Let $G$ be a finite group of order $n$, and $R$ a ring on which $n$ is invertible. Is taking $G$-invariants an exact functor on the category of $R[G]$-modules?

Answer 1

Here is a slightly different way to think about Nesos's answer. The $G$-invariants functor is naturally isomorphic to the functor $\operatorname{Hom}_{R[G]}(R,-)$ where $G$ acts trivially on $R$, since an element $m\in M$ is invariant iff the $R$-module map $R\to M$ sending $1$ to $m$ preserves the action of $G$. So we want to know whether the functor $\operatorname{Hom}_{R[G]}(R,-)$ is exact.
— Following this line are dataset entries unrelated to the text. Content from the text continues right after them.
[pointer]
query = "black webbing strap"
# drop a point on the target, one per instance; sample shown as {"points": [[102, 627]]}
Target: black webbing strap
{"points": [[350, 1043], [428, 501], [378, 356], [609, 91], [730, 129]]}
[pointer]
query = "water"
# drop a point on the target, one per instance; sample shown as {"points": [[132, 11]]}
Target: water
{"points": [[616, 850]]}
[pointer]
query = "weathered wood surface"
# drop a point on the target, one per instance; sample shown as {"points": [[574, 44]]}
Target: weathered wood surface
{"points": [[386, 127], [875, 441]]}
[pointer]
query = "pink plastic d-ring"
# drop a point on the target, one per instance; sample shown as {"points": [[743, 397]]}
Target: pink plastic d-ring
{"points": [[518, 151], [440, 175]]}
This Hom-functor is exact iff $R$ is a projective $R[G]$-module. Now note that there is surjection of $R[G]$-modules $R[G]\to R$ which sends each $g\in G$ to $1$, and this is split by the map $R\to R[G]$ which sends $1$ to $\frac{1}{|G|}\sum_{g\in G}g$. So $R$ is a direct summand of the free module $R[G]$, and hence projective. Thus the functor $\operatorname{Hom}_{R[G]}(R,-)$ is exact.

Answer 2

In general taking $G$-invariants is left exact. To show exactness, it suffices to show that it takes surjections to surjections.

Ie, given a surjection of $R[G]$-modules $\varphi : M\rightarrow N$, we want to show that $\varphi^G : M^G\rightarrow N^G$ is also surjective.
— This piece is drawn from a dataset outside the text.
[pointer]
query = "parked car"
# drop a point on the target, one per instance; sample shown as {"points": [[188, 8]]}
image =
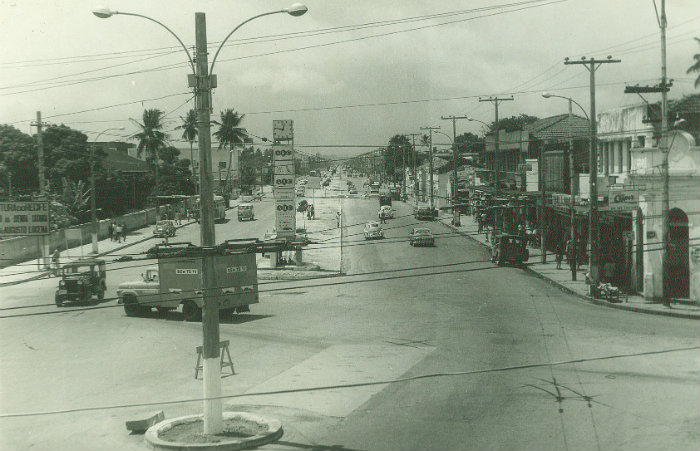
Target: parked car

As pointed out by darij grinberg, $M^G$ (resp $N^G$) is just the image of the self map $f_{G,M} : M\rightarrow M$ given by $m\mapsto\frac{1}{|G|}\sum_{g\in G}gm$. From the definition of this map it's clear that $\varphi^G \circ f_{G,M} = f_{G,N}\circ\varphi$, but since $f_{G,M},f_{G,N},\varphi$ are surjective (viewing $f_{G,M},f_{G,N}$ as functions $M\rightarrow M^G$ and $N\rightarrow N^G$), it follows that $\varphi^G$ is also surjective.)

Alternatively, if you want to hit this with a hammer, the answer follows from Theorem 7.3.1 of Ribes-Zalesskii's book Profinite Groups.